2.2 Rastreabilidade obrigatória

O Art. 70 do Decreto 10.936/2022 determina que toda destinação de resíduos deve ser registrada. Isso inclui:

  • identificação do gerador;
  • massa total destinada;
  • documento de destinação (DDF);
  • empresa licenciada receptora;
  • rota de transporte e responsável técnico.

A rastreabilidade é essencial para auditorias, relatórios ESG e conformidade com normas internacionais como ISO 14001.

2.3 Comprovação documental

Somente empresas licenciadas podem receber, desmontar e destinar resíduos eletrônicos. A comprovação é feita por:

  • DDF – Documento de Destinação Final;
  • Manifesto de Transporte de Resíduos (quando aplicável);
  • Laudos e relatórios ambientais emitidos por operadores licenciados.

Empresas que não mantêm documentação válida não conseguem comprovar compliance e podem sofrer penalidades, inclusive criminais.

2.4 Contratação de empresa licenciada

O Art. 24 da PNRS determina que o gerador é responsável pela destinação. Isso significa que a empresa não pode contratar operadores não licenciados, pois a responsabilidade continua solidária. A contratação inadequada configura infração ambiental prevista no Decreto 6.514/2008, com multas que variam de R$ 5.000 a R$ 50 milhões.

3. Responsabilidade Criminal e Administrativa

A Lei 9.605/1998 (Crimes Ambientais) estabelece penalidades para destinação inadequada de resíduos. O Art. 54 prevê detenção de 1 a 4 anos para poluição que resulte em danos à saúde humana. O Art. 56 trata do armazenamento inadequado de substâncias perigosas.

Administrativamente, o Decreto 6.514/2008 estabelece multas proporcionais ao impacto e à reincidência.

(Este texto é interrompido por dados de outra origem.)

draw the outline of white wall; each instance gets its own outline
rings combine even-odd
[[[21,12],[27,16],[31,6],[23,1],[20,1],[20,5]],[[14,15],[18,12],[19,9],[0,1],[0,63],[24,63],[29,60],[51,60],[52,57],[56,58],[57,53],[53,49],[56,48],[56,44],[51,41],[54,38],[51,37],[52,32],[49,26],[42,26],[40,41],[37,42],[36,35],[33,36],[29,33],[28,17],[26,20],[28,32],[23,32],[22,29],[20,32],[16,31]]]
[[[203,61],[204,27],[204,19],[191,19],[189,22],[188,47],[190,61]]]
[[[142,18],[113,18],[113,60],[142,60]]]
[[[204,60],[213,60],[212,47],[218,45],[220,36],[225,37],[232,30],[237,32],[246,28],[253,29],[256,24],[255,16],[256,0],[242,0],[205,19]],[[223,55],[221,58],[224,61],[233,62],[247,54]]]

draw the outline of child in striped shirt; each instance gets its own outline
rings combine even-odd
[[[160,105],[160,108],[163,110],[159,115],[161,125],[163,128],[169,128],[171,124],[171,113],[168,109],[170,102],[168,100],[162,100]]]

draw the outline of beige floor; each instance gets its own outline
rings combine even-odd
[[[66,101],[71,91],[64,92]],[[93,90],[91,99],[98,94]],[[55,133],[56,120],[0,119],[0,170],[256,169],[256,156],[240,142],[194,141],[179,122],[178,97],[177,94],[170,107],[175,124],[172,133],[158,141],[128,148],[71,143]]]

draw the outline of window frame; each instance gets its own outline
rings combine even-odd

4. Segurança do Trabalho e Normas Regulamentadoras

O manejo de REEE expõe trabalhadores a riscos químicos, ergonômicos e mecânicos. As NRs aplicáveis incluem:

  • NR-6: uso obrigatório de EPIs;
  • NR-9: avaliação de agentes perigosos;
  • NR-12: segurança em máquinas e equipamentos (desmontagem e trituração);
  • NR-15: insalubridade por agentes químicos;
  • NR-17: ergonomia para manuseio repetitivo;
  • NR-20: aplicável quando há manipulação de componentes inflamáveis.

5. Tendências Oficiais e Impactos no Setor

Relatórios da ONU/ITU, ABRELPE e OCDE indicam que empresas que implementam rastreabilidade e gestão ambiental estruturada reduzem passivos e aumentam competitividade. A tendência global é a ampliação de requisitos legais de comprovação documental e integração digital dos sistemas de logística reversa.

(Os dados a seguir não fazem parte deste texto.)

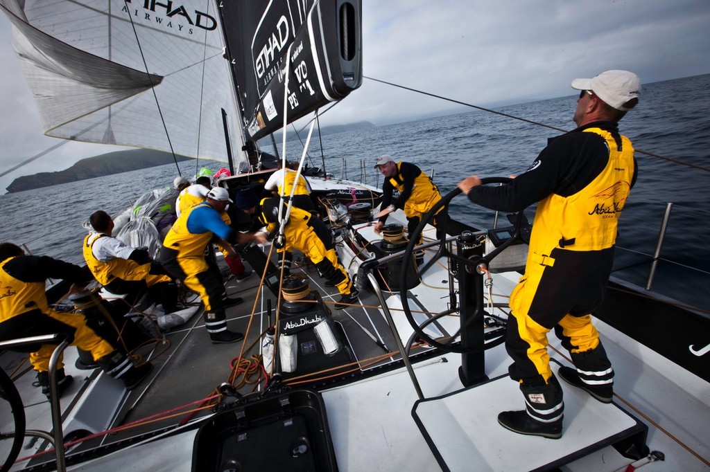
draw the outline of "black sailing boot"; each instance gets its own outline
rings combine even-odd
[[[224,308],[204,312],[204,325],[209,333],[209,340],[214,344],[236,342],[244,337],[241,332],[226,329],[226,315]]]
[[[586,390],[587,393],[602,403],[611,403],[613,400],[613,388],[609,384],[595,385],[587,372],[580,373],[576,369],[563,366],[557,373],[562,380],[570,385]]]
[[[138,386],[153,370],[153,365],[146,363],[134,366],[126,354],[114,351],[99,359],[104,371],[124,383],[126,390],[133,390]]]
[[[570,356],[577,369],[560,367],[558,373],[562,380],[586,390],[602,403],[611,403],[614,396],[614,370],[604,347],[599,344],[584,352],[571,352]]]
[[[530,387],[520,385],[525,398],[525,410],[504,411],[498,415],[503,427],[520,434],[542,436],[552,439],[562,437],[562,389],[552,376],[547,385]]]
[[[357,296],[359,295],[359,292],[356,289],[352,288],[350,291],[350,293],[348,295],[344,295],[340,297],[340,300],[333,305],[336,310],[342,310],[343,308],[346,308],[349,305],[352,305],[357,301]]]
[[[42,387],[42,393],[48,398],[49,398],[49,372],[38,372],[37,381],[40,383],[40,386]],[[74,377],[65,374],[63,367],[57,370],[57,392],[59,393],[60,398],[61,398],[62,395],[64,395],[64,393],[67,391],[67,388],[69,388],[69,386],[72,384],[72,381],[74,381]]]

6. Como as Empresas Devem Destinar REEE

De acordo com a legislação, o fluxo correto é:

  • segregação e identificação do resíduo;
  • armazenamento técnico conforme NBRs;
  • coleta por empresa licenciada;
  • tratamento, desmontagem e reciclagem em instalações legalizadas;
  • emissão de DDF e rastreamento da massa destinada.

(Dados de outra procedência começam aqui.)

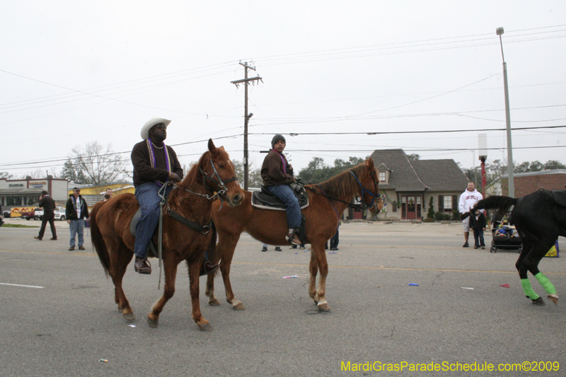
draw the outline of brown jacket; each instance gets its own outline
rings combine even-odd
[[[283,173],[282,157],[285,161],[285,173]],[[263,180],[264,186],[289,185],[293,182],[293,169],[289,168],[287,159],[284,155],[272,149],[263,160],[263,165],[261,166],[261,178]]]
[[[134,186],[139,186],[156,180],[165,182],[165,180],[169,176],[165,161],[165,150],[156,148],[154,150],[155,151],[156,165],[155,168],[152,168],[149,162],[149,150],[146,141],[140,141],[134,146],[134,149],[132,150],[132,163],[134,165]],[[169,153],[171,171],[183,179],[183,169],[179,160],[177,159],[177,154],[169,146],[167,146],[167,151]]]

Empresas que necessitam de destinação com comprovação legal podem realizar agendamentos por meio de serviços especializados. Informações institucionais estão disponíveis em ecobraz.org.

Conclusão

As obrigações legais impostas pela PNRS e pelo Decreto 10.936/2022 tornam a gestão de resíduos eletrônicos uma atividade obrigatória para empresas de todos os portes. A conformidade exige armazenamento técnico, rastreabilidade, contratação de operadores licenciados e observância das NRs de segurança. O não cumprimento expõe organizações a riscos ambientais, jurídicos e criminais. A gestão adequada de REEE é, portanto, um requisito jurídico essencial dentro das práticas modernas de compliance ambiental.